Greenfield internet service rolling out


Recorder Staff
Published: 8/25/2017 11:10:09 PM

GREENFIELD — Two months after its initial rollout in the Hope and James streets area, Greenfield’s new internet provider is beginning to make service available in other parts of downtown.

Greenfield Community Energy and Technology — the town’s semi-independent municipal broadband provider — has begun to hook up areas of High Street, north to Beacon Street, and down Davis Street. From there, General Manager Daniel Kelley said Friday, GCET will move into the area between Davis and Federal streets.

Established last summer, the entity promises faster internet speeds and lower prices than commercial competitors.
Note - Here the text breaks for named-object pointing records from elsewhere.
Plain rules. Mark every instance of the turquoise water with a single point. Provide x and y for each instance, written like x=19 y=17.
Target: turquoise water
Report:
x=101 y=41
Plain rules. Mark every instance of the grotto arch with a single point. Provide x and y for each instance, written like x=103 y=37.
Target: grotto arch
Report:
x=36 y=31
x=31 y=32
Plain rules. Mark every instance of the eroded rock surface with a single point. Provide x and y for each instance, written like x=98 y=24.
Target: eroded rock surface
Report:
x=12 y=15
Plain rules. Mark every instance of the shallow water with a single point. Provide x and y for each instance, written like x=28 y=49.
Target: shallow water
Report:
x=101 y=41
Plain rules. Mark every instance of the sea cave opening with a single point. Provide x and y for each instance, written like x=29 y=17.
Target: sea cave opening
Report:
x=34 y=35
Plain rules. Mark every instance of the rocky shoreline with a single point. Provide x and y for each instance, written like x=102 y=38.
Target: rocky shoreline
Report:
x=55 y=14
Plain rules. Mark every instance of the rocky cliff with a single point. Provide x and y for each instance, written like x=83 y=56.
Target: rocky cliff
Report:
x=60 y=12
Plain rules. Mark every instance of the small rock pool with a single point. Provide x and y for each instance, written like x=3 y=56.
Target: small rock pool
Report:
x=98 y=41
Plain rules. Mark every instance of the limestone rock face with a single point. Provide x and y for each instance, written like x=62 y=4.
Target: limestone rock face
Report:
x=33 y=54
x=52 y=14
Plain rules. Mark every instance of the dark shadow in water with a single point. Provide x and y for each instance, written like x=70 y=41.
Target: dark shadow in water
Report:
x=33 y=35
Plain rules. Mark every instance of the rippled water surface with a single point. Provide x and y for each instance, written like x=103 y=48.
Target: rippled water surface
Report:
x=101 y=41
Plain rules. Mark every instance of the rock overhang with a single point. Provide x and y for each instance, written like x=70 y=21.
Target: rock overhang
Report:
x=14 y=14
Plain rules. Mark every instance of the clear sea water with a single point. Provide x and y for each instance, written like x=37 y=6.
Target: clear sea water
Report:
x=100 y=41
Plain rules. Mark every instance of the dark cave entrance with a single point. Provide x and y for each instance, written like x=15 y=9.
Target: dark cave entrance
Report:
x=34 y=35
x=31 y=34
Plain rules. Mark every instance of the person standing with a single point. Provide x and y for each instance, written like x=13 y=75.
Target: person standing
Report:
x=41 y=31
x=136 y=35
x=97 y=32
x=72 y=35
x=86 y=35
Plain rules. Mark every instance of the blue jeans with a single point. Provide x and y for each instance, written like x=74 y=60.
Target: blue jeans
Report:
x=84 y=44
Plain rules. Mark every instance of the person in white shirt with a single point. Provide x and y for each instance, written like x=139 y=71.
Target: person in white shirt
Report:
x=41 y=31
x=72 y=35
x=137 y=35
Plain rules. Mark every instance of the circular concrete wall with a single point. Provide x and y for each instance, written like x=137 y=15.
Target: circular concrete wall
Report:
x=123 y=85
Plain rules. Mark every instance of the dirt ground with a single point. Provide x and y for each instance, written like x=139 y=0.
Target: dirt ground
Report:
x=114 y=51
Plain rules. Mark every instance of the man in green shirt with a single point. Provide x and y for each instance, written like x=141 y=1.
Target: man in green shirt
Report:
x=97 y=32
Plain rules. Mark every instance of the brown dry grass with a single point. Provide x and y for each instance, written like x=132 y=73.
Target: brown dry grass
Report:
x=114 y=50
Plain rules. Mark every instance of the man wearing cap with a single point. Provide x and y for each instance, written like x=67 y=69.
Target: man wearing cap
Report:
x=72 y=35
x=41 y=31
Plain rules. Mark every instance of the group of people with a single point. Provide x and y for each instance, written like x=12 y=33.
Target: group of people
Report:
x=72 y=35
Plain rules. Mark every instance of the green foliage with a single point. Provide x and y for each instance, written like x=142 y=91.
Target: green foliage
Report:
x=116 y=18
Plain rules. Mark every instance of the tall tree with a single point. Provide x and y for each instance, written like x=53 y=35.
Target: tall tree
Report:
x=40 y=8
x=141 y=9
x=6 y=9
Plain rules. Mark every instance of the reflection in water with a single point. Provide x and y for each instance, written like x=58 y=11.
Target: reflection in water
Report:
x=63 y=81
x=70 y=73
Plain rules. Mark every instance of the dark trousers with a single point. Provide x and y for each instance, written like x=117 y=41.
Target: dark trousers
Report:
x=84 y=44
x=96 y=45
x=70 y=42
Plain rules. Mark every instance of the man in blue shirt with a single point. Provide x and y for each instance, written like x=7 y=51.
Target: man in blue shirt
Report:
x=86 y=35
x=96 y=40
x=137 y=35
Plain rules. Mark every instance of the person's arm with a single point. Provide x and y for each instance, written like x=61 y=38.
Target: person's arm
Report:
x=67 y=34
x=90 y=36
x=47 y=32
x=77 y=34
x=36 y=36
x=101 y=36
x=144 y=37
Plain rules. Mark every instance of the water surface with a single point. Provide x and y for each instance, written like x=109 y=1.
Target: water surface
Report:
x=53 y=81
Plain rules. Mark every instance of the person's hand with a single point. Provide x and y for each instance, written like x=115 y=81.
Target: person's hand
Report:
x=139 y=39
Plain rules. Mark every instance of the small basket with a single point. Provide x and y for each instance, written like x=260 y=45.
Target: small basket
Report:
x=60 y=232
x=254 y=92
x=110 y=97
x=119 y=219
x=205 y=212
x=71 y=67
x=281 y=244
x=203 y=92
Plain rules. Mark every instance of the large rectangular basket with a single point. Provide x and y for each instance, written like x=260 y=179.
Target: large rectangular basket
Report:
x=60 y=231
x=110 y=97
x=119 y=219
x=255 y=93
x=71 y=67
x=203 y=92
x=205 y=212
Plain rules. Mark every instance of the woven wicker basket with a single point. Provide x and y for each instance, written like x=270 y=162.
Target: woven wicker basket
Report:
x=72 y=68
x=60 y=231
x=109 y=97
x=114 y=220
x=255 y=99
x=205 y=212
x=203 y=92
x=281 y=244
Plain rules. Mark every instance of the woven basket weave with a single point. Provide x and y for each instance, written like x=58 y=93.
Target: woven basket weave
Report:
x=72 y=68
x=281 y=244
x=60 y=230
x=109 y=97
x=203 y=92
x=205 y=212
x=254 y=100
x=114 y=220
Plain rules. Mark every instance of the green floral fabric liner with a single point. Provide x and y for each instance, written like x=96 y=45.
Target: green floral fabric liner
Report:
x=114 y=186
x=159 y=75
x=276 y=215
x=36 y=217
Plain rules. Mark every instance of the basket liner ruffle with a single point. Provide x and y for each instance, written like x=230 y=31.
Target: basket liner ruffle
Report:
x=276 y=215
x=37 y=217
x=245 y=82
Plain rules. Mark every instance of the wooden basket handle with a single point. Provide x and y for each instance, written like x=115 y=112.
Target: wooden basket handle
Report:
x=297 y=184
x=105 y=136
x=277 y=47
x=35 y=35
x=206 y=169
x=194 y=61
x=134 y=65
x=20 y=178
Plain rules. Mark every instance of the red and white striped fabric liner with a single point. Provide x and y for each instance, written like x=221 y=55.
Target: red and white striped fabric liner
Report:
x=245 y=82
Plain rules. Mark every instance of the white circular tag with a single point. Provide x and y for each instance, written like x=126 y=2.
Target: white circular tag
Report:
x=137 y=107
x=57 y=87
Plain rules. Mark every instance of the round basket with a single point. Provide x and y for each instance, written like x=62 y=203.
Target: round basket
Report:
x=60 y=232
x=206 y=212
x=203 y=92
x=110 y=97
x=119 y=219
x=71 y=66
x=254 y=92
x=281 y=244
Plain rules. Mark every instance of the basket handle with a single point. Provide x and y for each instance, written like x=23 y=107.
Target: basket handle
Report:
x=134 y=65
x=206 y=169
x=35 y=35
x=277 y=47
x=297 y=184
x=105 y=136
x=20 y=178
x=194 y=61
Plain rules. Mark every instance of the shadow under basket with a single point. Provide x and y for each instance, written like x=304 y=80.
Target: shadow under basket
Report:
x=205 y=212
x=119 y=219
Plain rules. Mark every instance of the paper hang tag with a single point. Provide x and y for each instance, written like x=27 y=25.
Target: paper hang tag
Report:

“Up until about three weeks ago, we were focused only on (the Hope Street) area, so the progress you see now that we’re making in this area has happened over a period of three weeks,” Kelley said. “Then what we’ll do is start making our way over here to the west.”

GCET has been hanging fiber optic cables on utility poles across town and installing 300 access nodes that will bathe Greenfield in a Wi-Fi network. Instead of running fiber directly to homes and businesses from the poles — which has been the traditional “fiber to the premises” model — the access nodes will send a secure signal to special receivers on customers’ buildings.

Since the initial rollout on Hope Street, Kelley said, GCET has focused on powering about five nodes a day.

“If you do five a day, you’re getting a neighborhood — it’s a substantial area,” he said. “So we’re focused on that daily.”

Anyone interested in getting GCET for their home can call up and leave a $45 deposit. Those advance signups are all mapped, which allows the provider to see where demand for service is. Right now, Kelley said that demand fairly evenly scattered throughout town.

He said the Hope Street area started out with 11 advance signups and now has more than 50 customers.

“We’re very pleased. The community support we’re getting is phenomenal,” he said.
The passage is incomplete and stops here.